AVI CHAI concluded its general grant making on December 31, 2019.

Bringing Harvard Home: Building PLCs and Using Data to Help our Students Learn

Posted by: Guest

February 26, 2019

In 1997, The AVI CHAI Foundation began sponsoring day school leaders to attend one of two week-long summer institutes at The Principals Center, a division of the Harvard Graduate School of Education.  Many of the 566 participants who have attended since then found the institute to be among the most transformative professional development experiences of their careers.
Beginning in 2013, the Foundation built upon the Harvard experience with a specific focus on helping leaders enhance their schools’ Jewish mission.  This involved adding several components to the program, including evening sessions at Harvard, coaching, check-ins throughout the following year, and networking with one’s cohort.  As part of the application process that begins today, we are featuring various alumni who will share their own stories and how this program helped them achieve their goals.  Hopefully, this will give those considering applying a taste of what’s possible within the context of this incredibly catalytic program. Applications for Harvard Summer 2019 are now open, deadline March 15! See here for more details.
This week, we hear from Rabbi Yehuda Fogel, Associate Principal for Limmudei Kodesh, Hebrew Academy of Long Beach, New York.
Rabbi Yehuda Fogel
AOL 2015
Associate Principal for Limmudei Kodesh, Hebrew Academy of Long Beach, New York
When I started teaching middle school limudei kodesh (Judaics) in 2006, I thought I had faced my greatest challenge – classes full of pre-teen and young teen boys learning Chumash and Gemara.  Fortunately, I was among several helpful colleagues who were master teachers, and I learned so much from them, to the benefit of my students.  But my leap into administration in 2013 broadened my view, and I realized that as positive as our students’ experience was each year, the three-year division experience was not truly integrated or coordinated.  My goal was to develop a comprehensive Judaics curriculum for our middle school, and so in 2015 I excitedly went to Harvard to help me achieve that goal.
It goes without saying that the Harvard presentations were incredible, the learning groups stimulating, and the AVI CHAI cohort unparalleled.  Within a day, I was convinced that something great would come from this, but I could not have anticipated how it came about.  While I went to Cambridge presumably to learn about curriculum development, to my surprise my plan emerged from two totally other presentations – one on professional learning communities (PLCs) and the other on the use of data – that educators from Texas and New Jersey in my Harvard group shared with me and how they used them to coordinate curriculum at their schools.
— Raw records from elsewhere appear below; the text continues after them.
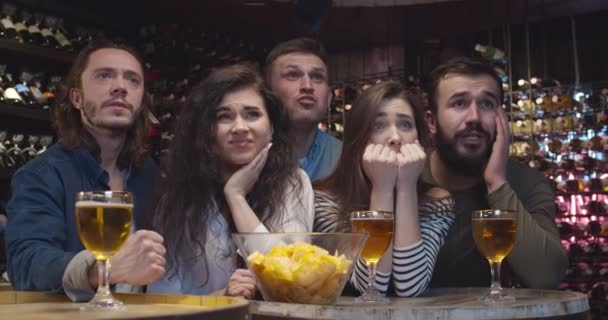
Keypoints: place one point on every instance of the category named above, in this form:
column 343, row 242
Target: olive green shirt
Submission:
column 538, row 259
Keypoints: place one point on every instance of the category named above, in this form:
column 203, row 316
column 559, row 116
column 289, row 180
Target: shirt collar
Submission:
column 91, row 164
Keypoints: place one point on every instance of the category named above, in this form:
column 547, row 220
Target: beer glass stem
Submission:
column 371, row 284
column 103, row 273
column 495, row 289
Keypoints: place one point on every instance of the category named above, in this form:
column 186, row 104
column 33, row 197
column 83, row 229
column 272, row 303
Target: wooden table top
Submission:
column 438, row 304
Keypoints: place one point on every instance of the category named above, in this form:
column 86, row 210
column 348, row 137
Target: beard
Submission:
column 470, row 166
column 90, row 112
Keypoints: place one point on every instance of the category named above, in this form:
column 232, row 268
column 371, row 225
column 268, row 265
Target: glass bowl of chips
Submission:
column 307, row 268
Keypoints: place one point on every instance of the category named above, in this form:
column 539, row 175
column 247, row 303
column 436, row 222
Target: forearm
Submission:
column 407, row 227
column 537, row 257
column 245, row 220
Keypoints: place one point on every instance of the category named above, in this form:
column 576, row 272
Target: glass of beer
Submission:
column 379, row 227
column 494, row 235
column 104, row 221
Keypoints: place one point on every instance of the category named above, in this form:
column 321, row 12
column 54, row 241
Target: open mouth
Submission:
column 473, row 138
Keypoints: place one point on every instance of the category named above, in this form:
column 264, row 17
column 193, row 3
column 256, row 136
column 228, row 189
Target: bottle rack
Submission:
column 565, row 136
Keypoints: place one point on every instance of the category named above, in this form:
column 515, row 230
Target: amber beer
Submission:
column 380, row 234
column 103, row 227
column 494, row 237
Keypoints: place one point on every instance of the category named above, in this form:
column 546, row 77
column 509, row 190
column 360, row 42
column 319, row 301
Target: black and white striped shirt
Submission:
column 412, row 265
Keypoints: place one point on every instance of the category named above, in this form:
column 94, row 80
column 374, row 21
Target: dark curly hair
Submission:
column 192, row 184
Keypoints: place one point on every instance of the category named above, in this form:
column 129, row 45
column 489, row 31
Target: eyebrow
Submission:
column 227, row 108
column 399, row 115
column 465, row 94
column 114, row 70
column 314, row 69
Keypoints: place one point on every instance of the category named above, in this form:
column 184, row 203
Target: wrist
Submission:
column 406, row 187
column 381, row 188
column 493, row 186
column 93, row 276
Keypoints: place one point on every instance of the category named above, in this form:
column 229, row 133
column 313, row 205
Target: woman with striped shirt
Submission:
column 381, row 160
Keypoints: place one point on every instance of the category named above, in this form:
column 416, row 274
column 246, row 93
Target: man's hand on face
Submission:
column 495, row 173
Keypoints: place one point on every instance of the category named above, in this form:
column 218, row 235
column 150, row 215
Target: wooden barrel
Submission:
column 19, row 305
column 443, row 304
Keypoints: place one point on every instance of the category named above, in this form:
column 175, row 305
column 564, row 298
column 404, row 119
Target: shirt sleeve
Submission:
column 328, row 215
column 413, row 265
column 76, row 277
column 36, row 232
column 538, row 257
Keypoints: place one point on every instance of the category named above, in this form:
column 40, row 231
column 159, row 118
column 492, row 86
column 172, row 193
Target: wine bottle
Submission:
column 60, row 36
column 10, row 92
column 34, row 29
column 48, row 32
column 38, row 95
column 21, row 27
column 23, row 89
column 491, row 53
column 51, row 88
column 6, row 23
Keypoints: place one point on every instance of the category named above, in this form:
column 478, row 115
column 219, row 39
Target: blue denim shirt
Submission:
column 41, row 235
column 322, row 156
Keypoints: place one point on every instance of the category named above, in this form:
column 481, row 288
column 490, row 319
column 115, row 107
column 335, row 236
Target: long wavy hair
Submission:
column 348, row 183
column 67, row 120
column 192, row 184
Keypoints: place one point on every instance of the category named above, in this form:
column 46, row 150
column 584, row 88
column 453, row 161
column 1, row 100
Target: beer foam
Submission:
column 89, row 203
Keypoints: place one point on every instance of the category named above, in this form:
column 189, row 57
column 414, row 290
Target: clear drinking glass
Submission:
column 379, row 226
column 494, row 235
column 104, row 220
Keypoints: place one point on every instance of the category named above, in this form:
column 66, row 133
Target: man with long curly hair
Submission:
column 101, row 123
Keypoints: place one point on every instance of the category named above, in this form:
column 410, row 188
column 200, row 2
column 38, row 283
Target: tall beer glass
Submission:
column 379, row 227
column 104, row 222
column 494, row 235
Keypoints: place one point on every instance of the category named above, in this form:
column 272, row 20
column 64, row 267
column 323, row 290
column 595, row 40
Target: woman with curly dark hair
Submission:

With Jonathan Cannon’s help, I went back to my school determined to do something big.
And big it was.  Returning to HALB, I shared the ideas with our most veteran and experienced Judaic Rabbis and we developed a step-by-step plan for implementation. We started organizing PLCs by electing veteran Rabbis to lead each grade’s team, adding to their visibility and prestige. Then, we worked on shifting our instruction towards a data-driven model.  This novelty required daily collaborative meetings in which I participated.  Initially, I set the schedules and agendas of the meetings, guiding the coordination of skills and concepts across grades and tracks, but over time, the faculty began to take on more and more responsibility.  Discussion of curriculum led to the Rabbis to develop and assign standards, which in turn led naturally to analysis of their pedagogy.  Now our teachers seek out and share teaching techniques, materials and methodologies that help students achieve the specific goals laid out in the curriculum’s clear and detailed standards. Lastly, the synergies within the PLCs are a delight to observe, as more experienced teachers share their teaching with their newer colleagues, and younger teachers introduce 21st century technologies to more veteran teachers.
The focus on data organically led to changes in grading. Instead of overall grades in a subject, students are graded on each skill or concept.  We worked closely with an educational software company to develop a standards-based gradebook appropriate for our students, in which students can see almost nightly how they are doing and where they might need help on specific skills and plans for them so they can develop those skills. Students (and their parents) are grateful for knowing where to focus their energies, and teachers are thrilled to be able to offer individual students either additional support or modified curriculum or assignments based on their individualized strengths and challenges – not to mention having a tool to more accurately analyze their own teaching.  Without a doubt, the vehicle of regular, collegial and collaborative PLCs created an environment that enabled the turn to data to be so effective at our school.  Any other top-down approach I know would have taken many years more.
This transformation, nearly complete after three full years, is groundbreaking for our school.  Whereas Judaics faculty used to meet rarely, now they all – veteran and novice teachers alike –eagerly look forward each week to working within their PLCs to study the data and advance student learning.   At the same time, all students – regardless of skillset or training – now enjoy the limmudei kodesh learning much more because they know where they are succeeding and they know where to put the emphasis for growth.  It’s a win-win for everyone- and all from conversations I had with teachers from Texas and New Jersey one day at Harvard.